Suffice it to say, before going to Mpala, science was something I did, not something I was. I only cared about science in so far as it would help me get a job. But it is difficult to stay at a place like Mpala, with world class researchers and research facilities, and not get bitten by the bug. Simple conversations at dinner would fill me both with wonder and with more than a touch of the impostor syndrome. These feelings of inadequacy and challenge drove me to want to learn more, know more, be more. I discarded the outdated texts my university professors had been teaching at the University of Nairobi since it began and started reading more cutting edge scientific research from within and beyond our borders. Not satisfied with brushing up on Range ecology alone, I started reading up on other sciences. Richard Dawkins’ books The Selfish Gene and The God Delusion were early thought provoking pieces, as was Neil degrasse Tyson’s op-ed The perimeter of Ignorance. But the biggest spark by far was lit by watching old episodes of the Original Cosmos Tv show, as narrated and presented by Carl Sagan. All these thought leaders inspired me to view science not just as a school subject like the arts and the humanities, but as a way of thinking, a way of life.

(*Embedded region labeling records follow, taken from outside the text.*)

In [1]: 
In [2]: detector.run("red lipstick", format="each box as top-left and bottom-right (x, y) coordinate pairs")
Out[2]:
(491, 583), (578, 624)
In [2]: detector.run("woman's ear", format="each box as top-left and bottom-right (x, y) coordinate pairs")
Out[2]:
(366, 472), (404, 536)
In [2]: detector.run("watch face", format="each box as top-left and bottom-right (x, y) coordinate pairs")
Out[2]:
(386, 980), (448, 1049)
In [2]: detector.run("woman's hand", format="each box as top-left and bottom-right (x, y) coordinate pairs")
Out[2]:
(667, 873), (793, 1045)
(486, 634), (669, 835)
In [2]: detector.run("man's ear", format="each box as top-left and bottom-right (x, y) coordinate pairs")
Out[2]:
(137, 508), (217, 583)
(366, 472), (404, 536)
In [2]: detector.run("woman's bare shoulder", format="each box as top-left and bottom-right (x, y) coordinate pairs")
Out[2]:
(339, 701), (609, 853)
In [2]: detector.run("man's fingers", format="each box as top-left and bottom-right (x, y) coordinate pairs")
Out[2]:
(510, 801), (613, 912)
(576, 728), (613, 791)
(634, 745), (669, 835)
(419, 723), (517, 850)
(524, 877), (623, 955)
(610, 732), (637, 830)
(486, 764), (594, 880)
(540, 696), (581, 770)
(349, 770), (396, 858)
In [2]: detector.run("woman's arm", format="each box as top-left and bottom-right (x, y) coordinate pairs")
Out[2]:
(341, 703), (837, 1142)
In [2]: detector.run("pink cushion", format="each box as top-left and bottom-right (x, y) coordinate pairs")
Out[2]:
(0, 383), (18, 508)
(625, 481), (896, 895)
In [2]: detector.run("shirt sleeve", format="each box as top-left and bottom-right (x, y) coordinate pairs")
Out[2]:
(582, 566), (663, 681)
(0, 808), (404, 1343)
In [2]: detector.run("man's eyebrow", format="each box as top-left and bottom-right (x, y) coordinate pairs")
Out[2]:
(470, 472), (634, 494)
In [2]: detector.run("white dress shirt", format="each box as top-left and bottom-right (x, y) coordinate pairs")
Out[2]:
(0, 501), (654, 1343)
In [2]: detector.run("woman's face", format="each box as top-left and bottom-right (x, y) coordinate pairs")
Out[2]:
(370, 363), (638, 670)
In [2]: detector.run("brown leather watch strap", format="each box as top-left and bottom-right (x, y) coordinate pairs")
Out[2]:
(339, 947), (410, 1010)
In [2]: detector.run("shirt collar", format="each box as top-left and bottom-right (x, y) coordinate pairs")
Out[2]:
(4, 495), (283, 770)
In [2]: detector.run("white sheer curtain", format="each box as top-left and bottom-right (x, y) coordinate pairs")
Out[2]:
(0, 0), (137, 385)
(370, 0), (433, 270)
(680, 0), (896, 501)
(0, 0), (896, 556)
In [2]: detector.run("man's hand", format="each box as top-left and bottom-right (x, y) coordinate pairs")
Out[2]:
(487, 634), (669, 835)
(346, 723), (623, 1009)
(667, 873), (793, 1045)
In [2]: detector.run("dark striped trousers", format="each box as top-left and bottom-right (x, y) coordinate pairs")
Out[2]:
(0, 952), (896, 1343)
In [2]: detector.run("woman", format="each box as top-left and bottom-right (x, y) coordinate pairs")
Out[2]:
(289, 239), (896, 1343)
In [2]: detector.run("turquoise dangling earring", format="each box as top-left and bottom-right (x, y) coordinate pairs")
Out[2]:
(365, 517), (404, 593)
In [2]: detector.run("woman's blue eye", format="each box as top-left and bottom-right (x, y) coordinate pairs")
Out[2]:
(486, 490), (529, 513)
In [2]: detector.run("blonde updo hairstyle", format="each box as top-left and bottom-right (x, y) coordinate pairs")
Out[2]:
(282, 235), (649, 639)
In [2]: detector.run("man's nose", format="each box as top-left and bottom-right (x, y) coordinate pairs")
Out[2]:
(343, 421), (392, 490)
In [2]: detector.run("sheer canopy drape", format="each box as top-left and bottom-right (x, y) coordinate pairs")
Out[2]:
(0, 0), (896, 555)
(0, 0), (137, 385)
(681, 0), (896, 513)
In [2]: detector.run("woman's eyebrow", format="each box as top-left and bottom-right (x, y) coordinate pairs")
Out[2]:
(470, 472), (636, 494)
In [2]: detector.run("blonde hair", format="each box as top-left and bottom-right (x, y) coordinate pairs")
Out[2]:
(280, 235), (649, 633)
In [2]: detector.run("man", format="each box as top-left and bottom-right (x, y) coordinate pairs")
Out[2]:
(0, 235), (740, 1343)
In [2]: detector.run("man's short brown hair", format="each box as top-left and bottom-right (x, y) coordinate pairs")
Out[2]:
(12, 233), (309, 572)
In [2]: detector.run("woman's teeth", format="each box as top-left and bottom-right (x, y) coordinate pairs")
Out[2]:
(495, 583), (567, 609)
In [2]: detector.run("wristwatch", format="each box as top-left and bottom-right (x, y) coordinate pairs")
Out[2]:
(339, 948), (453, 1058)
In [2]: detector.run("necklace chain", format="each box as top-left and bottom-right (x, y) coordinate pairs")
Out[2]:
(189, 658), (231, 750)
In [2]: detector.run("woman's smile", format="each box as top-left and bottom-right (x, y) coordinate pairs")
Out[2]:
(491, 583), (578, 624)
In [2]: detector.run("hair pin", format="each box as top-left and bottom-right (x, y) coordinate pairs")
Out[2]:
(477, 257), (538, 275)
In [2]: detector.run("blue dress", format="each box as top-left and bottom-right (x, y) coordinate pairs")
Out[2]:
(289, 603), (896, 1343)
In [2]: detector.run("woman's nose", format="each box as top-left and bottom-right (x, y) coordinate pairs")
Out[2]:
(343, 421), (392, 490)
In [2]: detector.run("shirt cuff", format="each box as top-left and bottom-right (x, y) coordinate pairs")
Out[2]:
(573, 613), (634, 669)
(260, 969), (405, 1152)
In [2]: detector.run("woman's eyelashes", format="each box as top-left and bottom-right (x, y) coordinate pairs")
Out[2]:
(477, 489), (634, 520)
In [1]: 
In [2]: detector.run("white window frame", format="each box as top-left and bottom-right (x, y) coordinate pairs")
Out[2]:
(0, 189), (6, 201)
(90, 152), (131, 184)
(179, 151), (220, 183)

In the end, science is to me more than what I do, it is who I am. It is a way of life built on a simple set of principles; question everything, test ideas, build on the ones that pass, discard the ones that don’t. I did not arrive here naturally, I came into science via a rather roundabout and accidental route. But now that I am here, I recognize that I did not have many Kenyan science heroes and icons growing up. The few I knew were mostly conservationists, and they were all white. The others were medical researchers in lab coats that did not seem like they were enjoying themselves very much. Science did not seem like something accessible and ordinary. When I first started designing this website, it was meant to mainly be a showcase of science projects; mine, and my contemporaries. Now I see it playing a different role; a platform for me to play my small role as a science communicator, bringing people closer to the wonders of nature and the cosmos. I see it also as a portal from which to answer common questions and misconceptions. Bear with me as I figure out my voice, but hopefully we can have some fun and learning along the way.
A luta continua (the struggle continues).